Sounds like an option, even though broken devices work poorly.

>         3) To prevent master aborts like in option (2), David suggested
>            to map the whole DMA address space to a scratch page. This
>            also prevents system memory corruption and the master aborts.
>            But the problem is, that in-flight DMA will now read all
>            zeros. This can corrupt disk and network data, at worst it
>            nulls out the superblocks of your filesystem and you lose all
>            data. So this is not an option too.

Ah, yes, I see your point now.  This allows corrupted data, e.g., all
zeroes, to be written to disk or network after the kernel crash.  I
agree; this doesn't sound like a good option.

And the proposal below is a 4th option (leave IOMMU enabled, reusing
crashed kernel's mappings until drivers make new mappings).

> What we currently do in the VT-d driver is a mixture of (1) and (2). The
> VT-d driver disables the IOMMU hardware (opening a race window for
> memory data corruption), re-initializes it to reject any ongoing DMA
> (which causes master aborts for in-flight DMA) and re-enables the IOMMU
> hardware.
>
> But this strategy fails in heavy IO environments quite often and we look
> into ways to solve the problem, or at least improve the current
> situation as good as we can.
>
> I talked to David about this at LPC and we came up with basically this
> procedure:
>
>         1. If the VT-d driver finds the IOMMU enabled, it reuses its
>            root-context table. This way the IOMMU must not be disabled
>            and re-enabled, eliminating the race we have now.
>            Other data structures like the context-entries are copied
>            over from the old kernel.  We basically keep all mappings
>            from the old kernel, allowing any in-flight DMA to succeed.
>            No memory or disk data corruption.

If the crashed kernel had corrupted memory, couldn't an in-flight DMA
read that corrupted data from memory and write it to disk?

I guess you could argue that this is merely a race, and the in-flight
DMA could just as easily have happened before the kernel crash, so
there's always a window and the only question is whether it closes
when the IOMMU driver starts up or when the device driver starts up.
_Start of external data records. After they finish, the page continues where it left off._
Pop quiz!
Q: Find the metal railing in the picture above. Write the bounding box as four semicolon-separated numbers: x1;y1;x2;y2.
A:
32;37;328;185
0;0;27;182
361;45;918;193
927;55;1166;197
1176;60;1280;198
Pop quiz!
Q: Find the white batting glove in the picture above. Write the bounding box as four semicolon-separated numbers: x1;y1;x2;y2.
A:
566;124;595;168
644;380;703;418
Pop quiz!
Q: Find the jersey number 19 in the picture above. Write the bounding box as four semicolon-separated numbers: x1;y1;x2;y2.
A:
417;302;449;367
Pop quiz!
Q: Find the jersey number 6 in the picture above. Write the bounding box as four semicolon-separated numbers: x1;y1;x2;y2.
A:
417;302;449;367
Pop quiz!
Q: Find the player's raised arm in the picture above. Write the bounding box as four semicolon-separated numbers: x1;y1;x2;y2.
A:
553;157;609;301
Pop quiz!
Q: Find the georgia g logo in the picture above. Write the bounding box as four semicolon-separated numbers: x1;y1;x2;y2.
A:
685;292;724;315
>            The issue here is, that we modify data from the old kernel
>            which is about to be dumped. But there are ways to work
>            around that.
>
>         2. When a device driver issues the first dma_map command for a
>            device, we assign a new and empty page-table, thus removing
>            all mappings from the old kernel for the device.
>            Rationale is, that at this point the device driver should
>            have reset the device to a point where all in-flight DMA is
>            canceled.
>
> This approach goes into the same direction as Bill Sumners patch-set,
> which Li took over. But it goes not as far as keeping the old mappings
> while the kdump kernel is still working with the devices (which might
> introduce new issues and corner cases).
>
>> > So with this in mind I would prefer initially taking over the
>> > page-tables from the old kernel before the device drivers re-initialize
>> > the devices.
>>
>> This makes the dump kernel more dependent on data from the old kernel,
>> which we obviously want to avoid when possible.
>
> Sure, but this is not really possible here (unless we have a generic and
> reliable way to reset all PCI endpoint devices and cancel all in-flight
> DMA before we disable the IOMMU in the kdump kernel).
> Otherwise we always risk data corruption somewhere, in system memory or
> on disk.
>
>> I didn't find the previous discussion where pointing every virtual bus
>> address at the same physical scratch page was proposed.  Why was that
>> better than programming the IOMMU to reject every DMA?
>
> As I said, the problem is that this causes master aborts which some
> devices can't recover from, so that the device driver in the kdump
> kernel fails to initialize the device.

Yes, thanks for making that explicit again.